Daniel Reeders is a research officer with the What Works and Why project (w3project.org.au) at the Australian Research Centre in Sex, Health and Society. In this post he discusses a recent forum at Vic Health  on ‘Time as a social determinant of health’ and relates it to his personal experience working with a diverse range of communities.

Daniel writes:

On Tuesday, I spent my lunch break at a ‘Talk with your fork’ at VicHealth on ‘time as a social determinant of health’.  I jumped at the invitation to come along and cover it for Croakey, because the core concept – time pressure – had already showed up in my practice in health promotion with different communities.

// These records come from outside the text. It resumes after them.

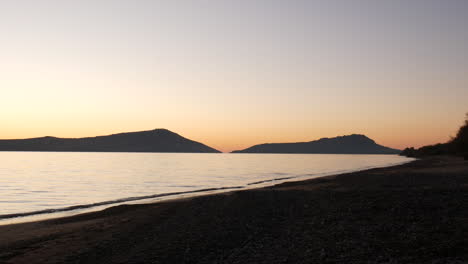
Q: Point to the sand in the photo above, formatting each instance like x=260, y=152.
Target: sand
x=412, y=213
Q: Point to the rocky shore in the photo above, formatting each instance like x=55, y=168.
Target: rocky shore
x=412, y=213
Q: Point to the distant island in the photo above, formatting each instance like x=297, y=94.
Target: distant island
x=351, y=144
x=158, y=140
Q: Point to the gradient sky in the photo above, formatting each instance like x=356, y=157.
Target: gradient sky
x=235, y=73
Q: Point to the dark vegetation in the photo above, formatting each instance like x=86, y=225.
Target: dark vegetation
x=158, y=140
x=456, y=146
x=351, y=144
x=414, y=213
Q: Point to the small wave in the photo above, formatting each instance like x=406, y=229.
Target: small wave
x=129, y=199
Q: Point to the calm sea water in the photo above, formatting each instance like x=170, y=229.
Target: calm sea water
x=41, y=181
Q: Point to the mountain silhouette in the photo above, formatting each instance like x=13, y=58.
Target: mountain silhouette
x=158, y=140
x=351, y=144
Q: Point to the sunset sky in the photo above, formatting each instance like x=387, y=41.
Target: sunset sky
x=232, y=74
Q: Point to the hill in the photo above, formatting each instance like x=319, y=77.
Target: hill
x=158, y=140
x=351, y=144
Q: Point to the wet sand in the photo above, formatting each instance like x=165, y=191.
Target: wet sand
x=412, y=213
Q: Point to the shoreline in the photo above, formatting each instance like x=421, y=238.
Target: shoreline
x=53, y=213
x=411, y=213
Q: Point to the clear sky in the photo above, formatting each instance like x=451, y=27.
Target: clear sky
x=235, y=73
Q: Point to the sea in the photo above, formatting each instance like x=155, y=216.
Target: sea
x=42, y=185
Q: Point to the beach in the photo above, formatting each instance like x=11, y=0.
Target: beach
x=411, y=213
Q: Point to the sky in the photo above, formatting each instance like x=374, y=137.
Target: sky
x=232, y=74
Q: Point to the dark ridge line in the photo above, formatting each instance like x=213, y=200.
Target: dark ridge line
x=129, y=199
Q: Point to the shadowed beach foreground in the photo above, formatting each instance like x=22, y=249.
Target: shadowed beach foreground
x=413, y=213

Whether doing health promotion around HIV and sexual health on ‘African time’* at a freezing church hall in Shepparton, consulting with refugees about when’s the right time after settlement to start talking about sexual health or talking with bicultural community educators about how they support their communities and patch together a living out of casual roles with community organisations. Time was a key factor in all of these discussions. 

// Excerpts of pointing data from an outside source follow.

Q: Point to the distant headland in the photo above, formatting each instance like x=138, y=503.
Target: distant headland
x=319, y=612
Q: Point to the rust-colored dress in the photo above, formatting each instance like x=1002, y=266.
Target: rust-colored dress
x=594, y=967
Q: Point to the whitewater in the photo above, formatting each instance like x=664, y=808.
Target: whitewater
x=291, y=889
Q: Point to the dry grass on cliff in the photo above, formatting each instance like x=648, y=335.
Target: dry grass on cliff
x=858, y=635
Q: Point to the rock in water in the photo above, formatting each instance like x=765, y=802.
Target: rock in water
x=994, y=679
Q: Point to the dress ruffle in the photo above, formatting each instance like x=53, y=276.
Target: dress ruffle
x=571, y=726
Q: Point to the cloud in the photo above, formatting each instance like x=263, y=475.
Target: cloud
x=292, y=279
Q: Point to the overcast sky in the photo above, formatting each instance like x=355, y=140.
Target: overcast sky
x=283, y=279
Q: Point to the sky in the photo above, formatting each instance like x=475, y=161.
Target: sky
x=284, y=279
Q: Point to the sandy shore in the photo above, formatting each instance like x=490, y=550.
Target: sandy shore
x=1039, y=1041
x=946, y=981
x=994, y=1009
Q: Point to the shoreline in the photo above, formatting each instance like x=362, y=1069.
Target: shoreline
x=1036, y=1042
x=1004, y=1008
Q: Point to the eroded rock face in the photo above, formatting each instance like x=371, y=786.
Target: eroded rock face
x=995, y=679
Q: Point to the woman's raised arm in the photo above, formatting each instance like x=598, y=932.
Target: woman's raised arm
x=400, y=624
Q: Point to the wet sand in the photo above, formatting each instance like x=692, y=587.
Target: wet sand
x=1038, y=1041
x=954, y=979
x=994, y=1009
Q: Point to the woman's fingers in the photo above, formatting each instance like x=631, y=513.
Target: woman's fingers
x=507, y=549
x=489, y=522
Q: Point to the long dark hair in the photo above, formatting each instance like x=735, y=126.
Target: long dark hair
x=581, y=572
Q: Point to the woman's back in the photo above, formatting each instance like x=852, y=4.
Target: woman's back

In this piece I make a case study of time pressure as a social determinant of cancer screening – but first, let me tell you a bit about the presentations I heard on Tuesday.

All three presenters were members of the ‘time team’ at the National Centre for Epidemiology and Population Health at ANU in Canberra.  Lyndall Strazdins set the scene by talking through sociological perspectives on the productivity agenda in the workforce, and in particular, the addition of paid work to women’s lives without any reduction in the hours they spend caring for children and adult family members. Strazdins cited Hartmut Rosa’s evocative description of the fragmented experience of life under modern conditions of ‘social acceleration’, and related this in a concrete way to the question often posed by public health practitioners: ‘What is stopping them from taking time for things that are so important for their health?’

One health promotion campaign designer interviewed by Strazdins’s team in 2011 described time as ‘like a prescription… two fruit, five veg, and thirty minutes of physical activity every day’.  Posed in that way, it seems pretty simple – too simple, in fact, and Strazdins’s work aims to help practitioners engage with the complexity of time.  For example, in the West Australian ‘Find Thirty’ campaign, market research was used to reorient the message, since it turned out audience members experienced these ‘prescriptions’ as competing for time with other things they really valued, such as talking with their partner or togetherness with family.

Understanding the influence of time pressure also helps to explain the relationship between income and health.  For instance, Strazdins reviewed forthcoming research that shows that both time poverty and income inadequacy can increase the odds of physical inactivity, insufficient fruit and vegie intake, and eating foods that are high in fat, salt and sugar.  She points out that we’re pushing people to work until older ages to fund their retirement, but working longer was associated with reduced physical activity, so people working longer are likely to be sicker in retirement.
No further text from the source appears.